Mathematics and engineering professor Galileo Galilei of Pisa was the first to make extensive use of the telescope to study the planets. With this new invention—at that time no more than a plain narrow tube a little over a yard long, with concave and convex lenses inside—he was able to see things in the heavens that had simply not been visible to his predecessors.

Looking through his telescope in 1610, Galileo realized immediately that Jupiter had its own moons in orbit around it, just as the Earth had a moon. This discovery alone proved that Earth was not the center of the universe around which all other objects orbited. When Galileo published his new knowledge of the heavens, Kepler and most of Europe’s intellectuals, including the Jesuit astronomers, eagerly accepted them.
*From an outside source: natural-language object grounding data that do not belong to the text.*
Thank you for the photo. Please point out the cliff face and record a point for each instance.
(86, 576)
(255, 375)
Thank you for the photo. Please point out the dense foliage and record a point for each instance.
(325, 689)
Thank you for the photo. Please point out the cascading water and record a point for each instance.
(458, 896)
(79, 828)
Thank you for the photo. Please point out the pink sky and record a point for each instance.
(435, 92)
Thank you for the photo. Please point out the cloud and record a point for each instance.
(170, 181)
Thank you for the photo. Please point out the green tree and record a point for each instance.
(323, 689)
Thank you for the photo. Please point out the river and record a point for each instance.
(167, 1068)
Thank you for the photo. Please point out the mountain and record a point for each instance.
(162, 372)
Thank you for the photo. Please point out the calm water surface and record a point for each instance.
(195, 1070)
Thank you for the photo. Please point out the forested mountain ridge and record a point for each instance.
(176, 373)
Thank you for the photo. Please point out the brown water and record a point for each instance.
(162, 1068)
Through his telescope, Galileo saw the rings around Saturn, although he did not understand what they were. He observed that, contrary to Aristotle’s assertion that all heavenly bodies were perfect, smooth spheres, the surface of the Earth’s moon was craggy and irregular. Since the Church had accepted Aristotle’s theory of the universe, this meant that Galileo was well on his way to making an enemy of one of Europe’s most powerful institutions.
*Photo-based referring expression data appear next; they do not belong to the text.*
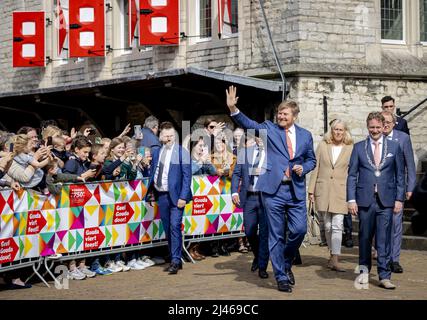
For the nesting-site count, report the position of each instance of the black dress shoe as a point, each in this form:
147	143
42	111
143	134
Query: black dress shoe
262	274
284	286
223	251
396	267
291	277
254	266
174	267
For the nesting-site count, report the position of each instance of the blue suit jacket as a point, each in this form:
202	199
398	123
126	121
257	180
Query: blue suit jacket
404	141
241	174
179	176
361	178
149	139
401	125
278	156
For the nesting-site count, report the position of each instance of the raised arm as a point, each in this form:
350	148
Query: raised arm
241	119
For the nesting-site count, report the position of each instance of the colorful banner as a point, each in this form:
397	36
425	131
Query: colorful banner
102	215
212	210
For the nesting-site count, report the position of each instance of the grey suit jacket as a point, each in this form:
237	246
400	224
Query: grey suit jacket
404	141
In 1632, Galileo published Dialogue on the Two Great Systems of the World. Written in the form of an imaginary dialogue between Copernicus and Ptolemy, this work discussed theories about planetary orbits and tides. A lifelong and devout Catholic, Galileo dedicated the Dialogue to Pope Urban VIII. It was clear that he anticipated no trouble from the Church because of his writing; he had carefully refrained from discussing certain forbidden topics, such as the work of Kepler.
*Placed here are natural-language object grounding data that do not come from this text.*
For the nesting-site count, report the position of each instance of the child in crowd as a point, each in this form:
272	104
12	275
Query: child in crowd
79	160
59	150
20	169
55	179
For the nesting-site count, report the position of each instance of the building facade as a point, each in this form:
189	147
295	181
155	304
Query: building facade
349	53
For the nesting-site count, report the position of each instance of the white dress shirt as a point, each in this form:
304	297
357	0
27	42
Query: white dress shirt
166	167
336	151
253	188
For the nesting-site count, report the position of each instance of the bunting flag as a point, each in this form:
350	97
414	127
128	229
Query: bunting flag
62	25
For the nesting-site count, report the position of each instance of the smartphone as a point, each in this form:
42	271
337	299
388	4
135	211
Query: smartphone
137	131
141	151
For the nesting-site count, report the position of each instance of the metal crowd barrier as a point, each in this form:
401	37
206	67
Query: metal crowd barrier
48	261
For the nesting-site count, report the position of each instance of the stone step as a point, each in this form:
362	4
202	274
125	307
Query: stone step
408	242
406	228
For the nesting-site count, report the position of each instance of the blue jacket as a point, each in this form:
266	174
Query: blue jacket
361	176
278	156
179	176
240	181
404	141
To Galileo’s surprise, Urban VIII summoned him to Rome to appear before the Inquisition on the charge of defying the Holy Office’s policy against writing about Copernican theory. Galileo produced documentary proof of his assertion that he was permitted to write speculatively about Copernican astronomy. Despite this evidence, the Inquisition refused to face the public mockery that would have resulted from making a mistake over a figure so internationally famous as Galileo. The Holy Office therefore sentenced Galileo to deny the validity of his own discoveries, then placed him under custody of the liberal archbishop of Siena, who encouraged him to continue working and writing. In effect, Galileo remained under house arrest until his death in 1642. He was free to study, experiment, and write, although it proved difficult (though not impossible) to find publishers in the face of a Holy Office ban on anything he might produce.

Within the next few years Galileo’s works spread throughout Europe in various translations and editions. His last book, The Two New Sciences, discussed the structure of matter, the strength of materials, and the laws governing natural motion. He discovered the laws of falling bodies and the mathematical formula we use to describe acceleration.

Defending his own writings in his later personal correspondence, Galileo argued that God had given human beings the ability to observe and reason. What people could see and understand with their five senses must be the truth; for instance, that planets moved around the sun. He argued that if this appeared to conflict with the scriptures, then human understanding of the scriptures must be at fault.